Put in your zip code and see what it tells you. You may be able to pull in more stations with a better antenna.


----------



## James Long (Apr 17, 2003)

Chris Ruhl said:


> I did actually get the HD pack (even though I didn't have a HD TV until last Friday night). I can only pull in one OTA signal, the rest are out of range (I live in rural Minnesota). And yes, I am leasing. I didn't know you could outright purchase the receiver, and to be honest, that option was never presented to me.


At this point I would not recommend the purchase of a HD receiver if a lease option is available. Four weeks from now we will have announcements galore on HD ... probably even a list of cities ... and information on what receivers will be needed in the future.

Go to http://www.antennaweb.org/ as Bill R suggested and enter at least your zip code.

The site will tell you how big of antenna you need to get what you want. Hopefully you have a place to put it up.

JL


----------



## Chris Ruhl (Dec 13, 2005)

Yep, I was waiting till I knew one way or another about local HD before installing an antenna on the roof, but it is looking like that is the way to go.


----------



## BoisePaul (Apr 26, 2005)

I spoke with one of the "local" (if you can call 90 miles away local) station engineers today about getting a waiver so that when the NY HD locals launch, I might stand a chance of getting it in the manner that I currently receive CBSHD. I know that we're not sure how DISH is going to handle "distants", but I figured it couldn't hurt to start making preparations as I initially thought that my DMA would likely be way down the line (DMA #54, Wilkes Barre/Scranton, PA). Well, the engineer outright would not consider granting a waiver, but did provide me with a ray of hope. He indicated that someone, I'm not sure who, from DISH was at the station surveying for HD reception and backhaul sites. They ended up choosing the same site that is used for analog reception, which is no suprise. In any case, this sounds like good news and that just maybe the top 60 DMA's might be up before the end of 2006 as Charlie implied. Gotta figure that the wheels are in motion if they're already doing site visits for a DMA in the 50's.
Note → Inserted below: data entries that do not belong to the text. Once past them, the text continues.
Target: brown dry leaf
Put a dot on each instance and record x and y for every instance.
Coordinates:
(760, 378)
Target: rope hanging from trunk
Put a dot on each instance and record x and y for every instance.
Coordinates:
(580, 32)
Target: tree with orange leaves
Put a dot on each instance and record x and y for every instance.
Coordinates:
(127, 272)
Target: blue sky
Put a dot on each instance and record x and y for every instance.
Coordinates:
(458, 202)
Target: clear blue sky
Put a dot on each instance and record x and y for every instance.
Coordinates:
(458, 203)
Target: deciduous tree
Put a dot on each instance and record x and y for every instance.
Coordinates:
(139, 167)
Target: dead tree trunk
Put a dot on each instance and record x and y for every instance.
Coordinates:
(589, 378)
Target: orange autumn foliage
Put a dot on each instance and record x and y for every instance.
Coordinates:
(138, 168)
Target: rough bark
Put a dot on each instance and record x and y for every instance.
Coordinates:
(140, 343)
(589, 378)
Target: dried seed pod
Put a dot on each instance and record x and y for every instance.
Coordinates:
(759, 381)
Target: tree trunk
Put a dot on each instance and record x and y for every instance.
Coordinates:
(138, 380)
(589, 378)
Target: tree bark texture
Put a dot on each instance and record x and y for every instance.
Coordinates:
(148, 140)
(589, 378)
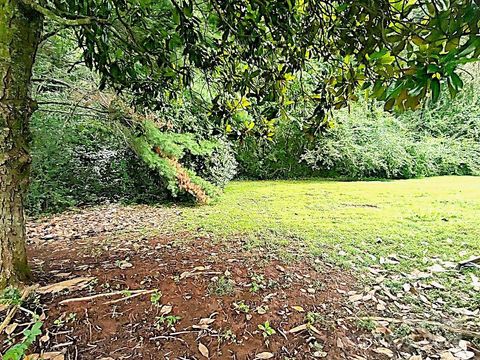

Of course, maybe I'm getting my hopes up for nothing and this is just DISH SOP regardless of timetables, but I hope that it really is as promising as I'm convincing myself that it is.


----------



## ClaudeR (Dec 7, 2003)

cyberized said:


> Thank God - with a Zenith Silver Sensor inndoor antenna I get ALL my Local Digital/HD Channels...............and they will soon be my ONLY HD Channels because my FREE deal on the HD Pack runs out at end of this month and I plan to CANCEL the HD Pack and VOOM both at that time. SAVE $15 a month - I don't think those 15 channels are WORTH it. Wish I had the $100 back I paid for the extra DISH to get VOOM. I can hardly wait till my 2 year contract is up with DISH so I can return to Cable or hopefully Verizon will be offering TV service by then.


I only had a 1 year commitment, so I cancelled HD pack, Voom, and locals yesterday. Had to get the locals back though, no 921 guide data if you don't sub locals  They will nickel and dime you to death at every chance they can.


----------